I can’t take failure, and right now I feel like I’m failing. With everyone at the same time. And someone has to come out of this a winner, right? What happened, Bresnam? What happened to me? What happened to us? This was supposed to be my life’s dream, the one I’ve been saving up for since I was twelve, right? It was supposed to be. And we had just enough money to finish the mill. I say it in plural because you supervised it almost better than I did. The Donatello backpack is empty. It can’t be just by chance that I went to Dan’s True Value to buy a lock for the door of Alice’s studio, so she and she alone could have access to her world. But I can’t stop asking myself if that passion I missed, that I needed, that I found in the mill and with you, had to do with something lacking in my relationship, with a lack of excitement. If my great gesture of love had to do with an absence of love. I thought before maybe I was clipping Alice’s wings and wanted to give her new ones so she could fly, and now I’m asking myself whether I’m the one with his wings clipped, if deep down all this isn’t for me, so I can fly. Because I’m the one who’s scared of flying. Not her. I refused to believe it. Because this was a dream for us, for the family, but especially for Alice. And yet, however much I want to convince myself of the contrary, I can’t manage it. I want to erase it from my mind and I can’t, and it’s something that I have to figure out, to clear up.

I always thought this wouldn’t last, that the novelty of it would lose its grip on me. But more than two years have passed. It stopped being a novelty a long time ago, and I’m just as trapped, or more so. I need time. I’m going back to reality, I’m going to leave this lie behind. I want to be with you, but I love my wife. She is my reality, she and my daughters. It’s not an act of sacrifice and generosity; it’s an act of selfishness. I’m doing what I think is best for me. I want to be a good husband, a good father, a good person. For me. And for that to happen, I have to go back home, which is something I haven’t truly done these past few months.

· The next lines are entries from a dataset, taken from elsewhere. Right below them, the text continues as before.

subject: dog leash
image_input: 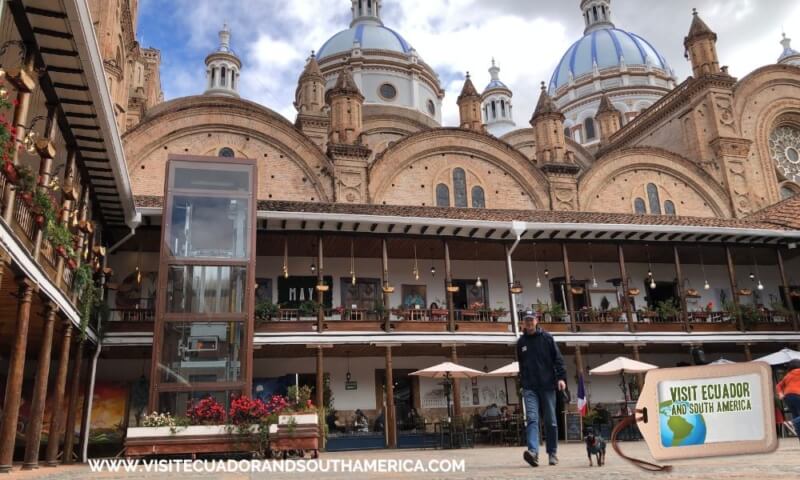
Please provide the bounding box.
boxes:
[611,408,672,472]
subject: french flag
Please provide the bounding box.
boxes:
[578,373,588,417]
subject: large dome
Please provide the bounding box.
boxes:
[318,23,412,59]
[550,28,672,93]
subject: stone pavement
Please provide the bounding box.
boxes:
[9,438,800,480]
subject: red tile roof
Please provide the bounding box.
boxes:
[136,196,800,231]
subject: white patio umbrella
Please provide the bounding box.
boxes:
[483,362,519,377]
[753,348,800,365]
[711,358,736,365]
[589,357,658,375]
[411,362,483,417]
[589,357,658,402]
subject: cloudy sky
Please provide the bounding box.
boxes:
[138,0,800,125]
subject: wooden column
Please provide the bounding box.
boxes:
[631,344,644,394]
[450,345,461,417]
[33,105,58,261]
[0,51,36,223]
[561,243,578,332]
[444,240,456,332]
[316,235,324,333]
[45,318,72,467]
[672,245,689,330]
[617,243,636,332]
[22,303,58,470]
[61,336,83,465]
[775,247,798,332]
[383,346,397,448]
[725,245,744,332]
[314,346,325,445]
[381,238,392,332]
[0,278,36,473]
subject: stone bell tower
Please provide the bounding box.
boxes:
[531,82,581,210]
[325,68,372,203]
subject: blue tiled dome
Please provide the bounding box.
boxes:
[318,23,411,59]
[550,28,671,92]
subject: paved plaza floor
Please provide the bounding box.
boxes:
[9,438,800,480]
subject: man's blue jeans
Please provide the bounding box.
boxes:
[522,389,558,454]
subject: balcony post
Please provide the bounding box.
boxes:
[3,49,36,225]
[56,149,80,288]
[0,277,36,473]
[381,237,392,332]
[617,243,636,332]
[61,333,84,465]
[725,245,744,332]
[672,245,689,330]
[45,318,72,467]
[314,345,325,443]
[503,245,519,337]
[561,242,577,332]
[444,240,456,332]
[450,345,461,418]
[775,247,798,332]
[383,345,397,448]
[316,235,324,333]
[22,302,58,470]
[33,104,58,262]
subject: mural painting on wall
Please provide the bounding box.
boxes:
[400,285,428,309]
[278,275,333,308]
[114,270,158,309]
[256,278,272,303]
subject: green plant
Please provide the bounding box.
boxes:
[255,300,280,322]
[656,300,680,320]
[298,300,320,317]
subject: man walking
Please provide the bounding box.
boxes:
[517,310,567,467]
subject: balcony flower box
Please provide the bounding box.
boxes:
[125,425,258,457]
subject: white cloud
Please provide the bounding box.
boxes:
[140,0,800,127]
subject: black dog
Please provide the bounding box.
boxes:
[583,430,606,467]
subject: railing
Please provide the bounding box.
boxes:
[108,308,156,322]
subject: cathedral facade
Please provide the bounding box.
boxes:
[114,0,800,218]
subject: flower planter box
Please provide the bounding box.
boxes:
[269,413,319,458]
[125,425,258,458]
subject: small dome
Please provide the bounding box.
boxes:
[550,28,672,93]
[318,23,412,59]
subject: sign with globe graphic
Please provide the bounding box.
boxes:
[658,400,706,447]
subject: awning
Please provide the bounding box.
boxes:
[8,0,135,226]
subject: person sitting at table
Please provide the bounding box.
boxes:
[353,408,369,432]
[482,403,500,418]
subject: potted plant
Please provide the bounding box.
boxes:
[255,300,281,322]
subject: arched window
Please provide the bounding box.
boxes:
[633,198,647,215]
[583,118,594,140]
[453,168,469,208]
[436,183,450,207]
[472,186,486,208]
[647,183,674,215]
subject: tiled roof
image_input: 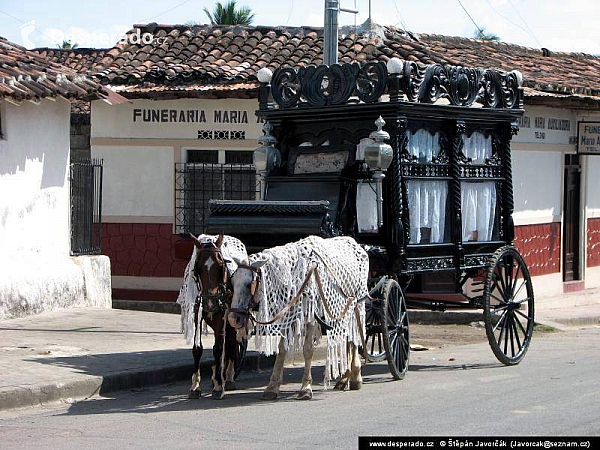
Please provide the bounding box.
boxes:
[34,47,110,73]
[0,37,103,102]
[39,23,600,100]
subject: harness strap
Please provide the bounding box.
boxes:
[246,266,317,325]
[315,270,356,321]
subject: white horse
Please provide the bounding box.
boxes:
[229,236,369,400]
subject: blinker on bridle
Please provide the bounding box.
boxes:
[229,264,261,316]
[194,243,232,313]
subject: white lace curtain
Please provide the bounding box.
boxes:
[406,130,440,163]
[406,180,448,244]
[462,133,492,164]
[460,181,496,241]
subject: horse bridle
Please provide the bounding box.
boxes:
[194,244,232,313]
[229,264,262,316]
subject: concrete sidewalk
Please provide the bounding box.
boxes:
[0,308,272,410]
[0,298,600,410]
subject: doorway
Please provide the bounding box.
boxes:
[563,155,581,281]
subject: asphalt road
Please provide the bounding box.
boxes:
[0,327,600,450]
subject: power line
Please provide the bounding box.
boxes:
[392,0,408,31]
[508,0,542,47]
[144,0,192,22]
[456,0,483,35]
[285,0,294,25]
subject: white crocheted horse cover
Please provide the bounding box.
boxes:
[177,234,248,345]
[250,236,369,386]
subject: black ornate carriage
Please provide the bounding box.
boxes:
[208,58,534,379]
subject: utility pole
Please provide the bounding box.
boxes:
[323,0,358,66]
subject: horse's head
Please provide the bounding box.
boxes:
[190,233,229,312]
[229,260,266,329]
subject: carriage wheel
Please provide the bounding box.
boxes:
[362,298,385,362]
[233,339,248,380]
[382,280,410,380]
[483,246,534,366]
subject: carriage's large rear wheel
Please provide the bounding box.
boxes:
[382,280,410,380]
[362,298,385,362]
[483,246,534,365]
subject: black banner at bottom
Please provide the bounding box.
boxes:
[358,436,600,450]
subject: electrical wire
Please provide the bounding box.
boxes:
[456,0,483,35]
[143,0,192,22]
[508,0,543,47]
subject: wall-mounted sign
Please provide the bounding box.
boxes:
[577,122,600,155]
[514,106,577,145]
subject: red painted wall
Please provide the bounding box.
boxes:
[102,223,191,277]
[587,218,600,267]
[515,222,561,276]
[102,219,564,301]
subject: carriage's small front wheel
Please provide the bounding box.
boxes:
[382,280,410,380]
[483,246,534,366]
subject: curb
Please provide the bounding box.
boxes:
[0,351,275,411]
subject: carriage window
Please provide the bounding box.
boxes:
[462,133,492,164]
[460,181,497,242]
[406,130,440,163]
[406,180,449,244]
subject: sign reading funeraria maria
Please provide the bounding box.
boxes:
[513,106,577,145]
[577,122,600,155]
[92,99,262,140]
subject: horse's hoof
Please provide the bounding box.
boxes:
[212,390,225,400]
[350,380,362,391]
[298,389,312,400]
[262,391,277,400]
[333,380,348,391]
[188,390,200,400]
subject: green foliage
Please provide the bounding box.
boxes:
[473,28,500,42]
[56,41,79,50]
[204,0,254,25]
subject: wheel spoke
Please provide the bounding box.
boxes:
[515,309,533,322]
[510,260,521,298]
[512,317,523,356]
[490,292,508,305]
[492,311,508,334]
[494,315,506,347]
[508,313,515,358]
[513,279,527,298]
[515,315,527,341]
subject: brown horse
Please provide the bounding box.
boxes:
[189,234,247,399]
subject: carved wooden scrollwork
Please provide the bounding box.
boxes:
[270,61,523,109]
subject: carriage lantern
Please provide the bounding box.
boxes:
[365,116,393,227]
[252,122,281,199]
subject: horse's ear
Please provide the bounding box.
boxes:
[215,231,225,248]
[188,233,200,248]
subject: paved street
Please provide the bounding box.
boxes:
[0,327,600,450]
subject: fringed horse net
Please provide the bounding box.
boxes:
[250,236,369,385]
[177,234,248,345]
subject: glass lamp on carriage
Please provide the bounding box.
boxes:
[364,116,394,227]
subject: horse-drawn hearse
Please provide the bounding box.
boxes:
[179,58,534,398]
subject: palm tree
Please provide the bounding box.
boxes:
[473,28,500,42]
[204,0,254,26]
[57,41,79,50]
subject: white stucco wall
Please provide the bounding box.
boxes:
[0,99,70,257]
[512,149,564,225]
[92,146,175,217]
[0,99,111,319]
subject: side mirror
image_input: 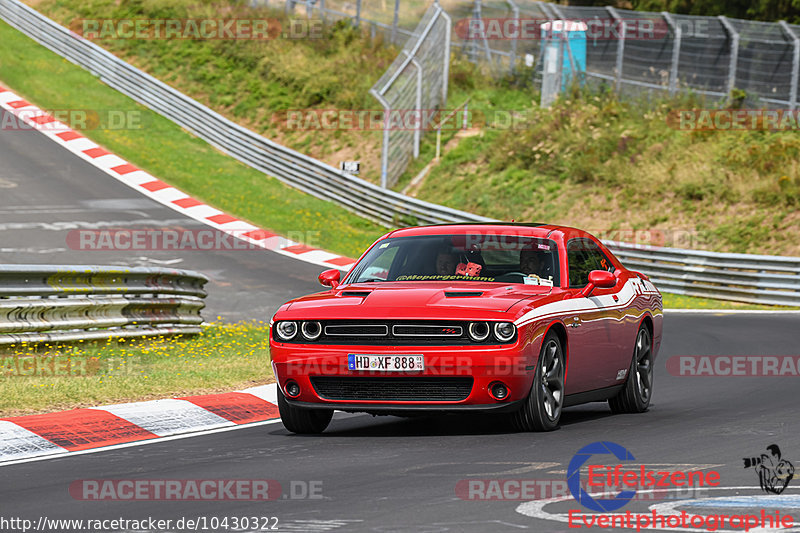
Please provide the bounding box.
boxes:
[580,270,617,298]
[317,268,342,289]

It’s time for me to be back with my wife and bring a precious little girl into the world.

But I swear to you I will come back with my problems solved and my questions cleared up. Clean. It may be weeks or months, but I’ll come back. I just don’t know with whom or for whom. I’m not asking you to wait for me. Don’t do it, Bresnam. Even if that’s on my list of fantasies. It survived the burning of the letters because it was in my head, and now it’s burning inside me. I need for my head to stop burning.

And I know we agreed we’d stop calling each other Bresnam and LeCaptain. But for me, you will always be my Bresnam. And I will be your LeCaptain. Always yours.

ILYSM, Bresnam.

And you too, Barb.

PS: You’ve managed to do something no one has done before: make me follow Taylor Swift on Instagram. (I needed to finish by trying to get a smile out of you.)

He got one. Surprisingly, he got one. And then I realized that I too hadn’t believed the lie about the lie. I don’t mean his lie about the lie. I mean my lie about the lie. I was still in love with him. And I would wait for him until he returned. No matter how long he took.


I could even stop now, Alice, leaving aside several more details. And this time, there wouldn’t be anything left to say. As you already know, Chris died a few hours later.